Last week my environmental collaboration class discussed how the daily bombardment of information from multiple social platforms creates slactivists. These slactivists have so many different causes streaming into their consciousness daily that they halfheartedly support issues by liking or sharing them on Facebook for example. How in this age can we create campaigns, community planning platforms, or explain systems in a way that drive people to participate and stay actively involved?
We do this, as the reading suggests, by showing and not telling them. In the same environmental collaboration class our group has been tasked with submitting to the city of Nederland new planning methods that more effectively engage the community than the policies currently in place. At this moment citizen involvement in Nederland is poorly accomplished through town meetings, which from what we have gathered, consist of a dry reading of proposed policy changes and projects. Town officials simply tell the few citizens who attend what is going on in the town, and have recognized that this is an ineffective way to communicate information.
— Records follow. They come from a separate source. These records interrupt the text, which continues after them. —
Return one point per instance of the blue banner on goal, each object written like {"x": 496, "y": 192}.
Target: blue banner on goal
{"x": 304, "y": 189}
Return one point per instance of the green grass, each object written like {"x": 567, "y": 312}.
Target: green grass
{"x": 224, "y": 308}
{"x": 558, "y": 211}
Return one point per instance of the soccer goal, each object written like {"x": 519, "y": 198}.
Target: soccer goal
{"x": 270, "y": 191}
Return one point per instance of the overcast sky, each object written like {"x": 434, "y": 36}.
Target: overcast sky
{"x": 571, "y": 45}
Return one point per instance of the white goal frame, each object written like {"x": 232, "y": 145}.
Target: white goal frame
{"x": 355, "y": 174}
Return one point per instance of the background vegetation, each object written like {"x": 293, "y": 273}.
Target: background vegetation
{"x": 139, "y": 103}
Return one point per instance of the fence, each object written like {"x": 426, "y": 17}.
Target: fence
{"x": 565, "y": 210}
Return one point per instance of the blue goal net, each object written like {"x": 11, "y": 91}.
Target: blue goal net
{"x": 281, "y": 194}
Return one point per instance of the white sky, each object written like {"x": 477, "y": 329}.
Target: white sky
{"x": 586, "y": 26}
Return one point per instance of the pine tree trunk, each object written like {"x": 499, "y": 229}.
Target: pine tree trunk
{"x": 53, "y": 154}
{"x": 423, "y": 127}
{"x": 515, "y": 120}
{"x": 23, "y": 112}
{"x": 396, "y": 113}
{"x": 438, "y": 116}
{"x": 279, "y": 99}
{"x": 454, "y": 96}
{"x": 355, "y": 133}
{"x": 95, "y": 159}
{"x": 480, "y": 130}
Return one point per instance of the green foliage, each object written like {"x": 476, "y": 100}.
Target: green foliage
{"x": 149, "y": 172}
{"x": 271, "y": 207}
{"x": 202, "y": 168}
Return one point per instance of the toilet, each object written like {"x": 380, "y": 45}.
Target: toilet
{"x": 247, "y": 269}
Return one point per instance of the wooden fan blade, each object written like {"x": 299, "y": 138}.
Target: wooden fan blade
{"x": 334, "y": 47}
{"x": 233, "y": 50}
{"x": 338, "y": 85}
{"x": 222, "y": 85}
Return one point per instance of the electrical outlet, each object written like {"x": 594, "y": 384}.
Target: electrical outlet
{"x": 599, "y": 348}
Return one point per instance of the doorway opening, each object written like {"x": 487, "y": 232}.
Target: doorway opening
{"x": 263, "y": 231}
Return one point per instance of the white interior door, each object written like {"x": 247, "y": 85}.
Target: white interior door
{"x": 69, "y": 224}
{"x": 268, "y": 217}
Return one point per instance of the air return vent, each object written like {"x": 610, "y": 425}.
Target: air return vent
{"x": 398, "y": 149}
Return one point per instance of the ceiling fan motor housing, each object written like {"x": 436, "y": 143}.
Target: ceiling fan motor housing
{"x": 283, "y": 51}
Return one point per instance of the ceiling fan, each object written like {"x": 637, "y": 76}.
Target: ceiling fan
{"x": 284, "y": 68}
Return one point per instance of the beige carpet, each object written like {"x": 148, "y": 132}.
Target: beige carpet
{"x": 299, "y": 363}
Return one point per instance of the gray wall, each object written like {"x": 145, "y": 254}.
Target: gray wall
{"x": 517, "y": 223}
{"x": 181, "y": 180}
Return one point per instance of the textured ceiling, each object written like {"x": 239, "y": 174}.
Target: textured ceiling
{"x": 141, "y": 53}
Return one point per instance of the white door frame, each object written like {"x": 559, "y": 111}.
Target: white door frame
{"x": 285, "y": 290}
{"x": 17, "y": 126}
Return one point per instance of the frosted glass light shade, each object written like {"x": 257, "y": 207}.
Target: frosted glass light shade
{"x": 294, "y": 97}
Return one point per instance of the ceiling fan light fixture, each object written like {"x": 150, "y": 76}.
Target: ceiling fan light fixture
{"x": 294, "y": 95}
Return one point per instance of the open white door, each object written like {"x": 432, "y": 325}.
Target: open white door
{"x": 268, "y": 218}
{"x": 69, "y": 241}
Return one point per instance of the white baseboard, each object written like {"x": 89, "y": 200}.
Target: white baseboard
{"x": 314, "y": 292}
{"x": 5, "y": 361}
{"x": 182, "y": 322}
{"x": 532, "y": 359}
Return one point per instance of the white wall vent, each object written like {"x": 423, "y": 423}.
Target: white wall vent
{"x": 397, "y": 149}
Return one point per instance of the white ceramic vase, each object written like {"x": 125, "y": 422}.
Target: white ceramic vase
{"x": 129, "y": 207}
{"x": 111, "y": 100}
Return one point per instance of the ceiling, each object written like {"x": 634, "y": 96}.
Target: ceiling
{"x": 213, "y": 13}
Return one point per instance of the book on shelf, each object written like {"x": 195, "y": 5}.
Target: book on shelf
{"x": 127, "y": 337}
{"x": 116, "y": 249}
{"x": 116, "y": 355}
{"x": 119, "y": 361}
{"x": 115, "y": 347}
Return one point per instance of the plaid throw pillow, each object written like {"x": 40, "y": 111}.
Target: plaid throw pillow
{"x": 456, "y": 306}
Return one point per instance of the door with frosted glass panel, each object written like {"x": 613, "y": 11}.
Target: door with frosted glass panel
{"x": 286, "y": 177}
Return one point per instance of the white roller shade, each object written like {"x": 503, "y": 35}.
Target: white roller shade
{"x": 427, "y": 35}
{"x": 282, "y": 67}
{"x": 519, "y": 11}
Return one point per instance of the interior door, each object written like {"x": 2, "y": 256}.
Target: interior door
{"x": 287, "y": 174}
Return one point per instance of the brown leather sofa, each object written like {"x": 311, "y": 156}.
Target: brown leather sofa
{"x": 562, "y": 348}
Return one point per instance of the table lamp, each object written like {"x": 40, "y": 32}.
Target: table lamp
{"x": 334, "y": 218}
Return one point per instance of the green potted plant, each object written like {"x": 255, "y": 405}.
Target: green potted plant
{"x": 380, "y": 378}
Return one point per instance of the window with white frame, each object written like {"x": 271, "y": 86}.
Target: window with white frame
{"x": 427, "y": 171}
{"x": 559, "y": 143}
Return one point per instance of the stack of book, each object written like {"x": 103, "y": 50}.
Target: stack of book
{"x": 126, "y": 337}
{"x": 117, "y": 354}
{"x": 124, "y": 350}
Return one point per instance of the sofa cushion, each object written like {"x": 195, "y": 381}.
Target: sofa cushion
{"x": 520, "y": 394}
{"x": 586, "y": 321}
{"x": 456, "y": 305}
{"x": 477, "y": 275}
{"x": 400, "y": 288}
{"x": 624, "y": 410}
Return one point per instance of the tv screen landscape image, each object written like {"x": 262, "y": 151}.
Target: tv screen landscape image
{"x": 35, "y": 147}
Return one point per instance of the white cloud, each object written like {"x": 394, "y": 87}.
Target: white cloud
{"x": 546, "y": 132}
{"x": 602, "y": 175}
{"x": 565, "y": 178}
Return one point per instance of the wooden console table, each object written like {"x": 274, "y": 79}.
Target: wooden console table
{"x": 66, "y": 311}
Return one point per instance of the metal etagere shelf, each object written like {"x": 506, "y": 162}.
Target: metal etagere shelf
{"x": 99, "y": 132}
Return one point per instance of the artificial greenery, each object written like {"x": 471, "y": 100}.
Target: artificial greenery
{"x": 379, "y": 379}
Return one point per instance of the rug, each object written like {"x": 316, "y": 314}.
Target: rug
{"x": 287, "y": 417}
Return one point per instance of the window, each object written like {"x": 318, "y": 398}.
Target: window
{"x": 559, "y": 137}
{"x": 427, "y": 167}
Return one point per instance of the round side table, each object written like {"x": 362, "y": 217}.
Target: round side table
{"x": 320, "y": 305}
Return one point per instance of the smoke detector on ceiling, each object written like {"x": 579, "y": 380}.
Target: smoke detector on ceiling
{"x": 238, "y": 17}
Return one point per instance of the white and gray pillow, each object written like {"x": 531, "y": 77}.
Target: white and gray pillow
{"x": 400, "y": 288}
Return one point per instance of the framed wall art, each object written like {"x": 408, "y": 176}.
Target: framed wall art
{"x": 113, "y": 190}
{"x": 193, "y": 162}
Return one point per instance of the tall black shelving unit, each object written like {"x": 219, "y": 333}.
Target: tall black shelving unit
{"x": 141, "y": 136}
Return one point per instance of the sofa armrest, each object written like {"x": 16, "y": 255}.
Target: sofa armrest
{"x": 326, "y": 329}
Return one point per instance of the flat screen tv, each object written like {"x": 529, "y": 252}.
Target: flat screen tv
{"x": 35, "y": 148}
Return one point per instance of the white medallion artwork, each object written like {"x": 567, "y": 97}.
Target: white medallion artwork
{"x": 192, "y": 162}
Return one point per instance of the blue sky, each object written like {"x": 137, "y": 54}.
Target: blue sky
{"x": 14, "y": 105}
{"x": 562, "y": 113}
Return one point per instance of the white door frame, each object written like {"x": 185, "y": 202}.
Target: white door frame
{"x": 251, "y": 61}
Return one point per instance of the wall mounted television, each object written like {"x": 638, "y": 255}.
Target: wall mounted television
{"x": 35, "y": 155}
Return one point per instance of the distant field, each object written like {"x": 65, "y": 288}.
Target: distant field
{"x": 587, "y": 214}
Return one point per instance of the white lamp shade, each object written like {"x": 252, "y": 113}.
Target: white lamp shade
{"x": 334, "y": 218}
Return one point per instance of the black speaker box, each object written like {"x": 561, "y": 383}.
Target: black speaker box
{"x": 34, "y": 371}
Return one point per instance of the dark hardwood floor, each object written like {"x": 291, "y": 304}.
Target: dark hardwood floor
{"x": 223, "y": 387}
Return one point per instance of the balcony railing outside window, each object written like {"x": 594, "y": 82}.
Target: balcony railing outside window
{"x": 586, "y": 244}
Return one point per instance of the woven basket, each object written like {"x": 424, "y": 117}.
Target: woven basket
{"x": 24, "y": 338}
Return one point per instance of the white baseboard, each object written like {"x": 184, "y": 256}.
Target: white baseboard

My group specifically has found a new method for encouraging more participation in community planning through a process called "Have Your Say Days." These are community events held throughout the week that visualize different aspects of the community planning process through maps, vision boards, paintings, pictures, music, etc. We hope that by displaying important information in a way that is more attractive to the human brain than simply talking at people during boring town meetings, more community engagement will result.
Question: When you are creating information that will be presented to a group do you ever consider what it will look like from the audiences perspective, and whether or not your work would seem interesting, interactive, and engaging to yourself?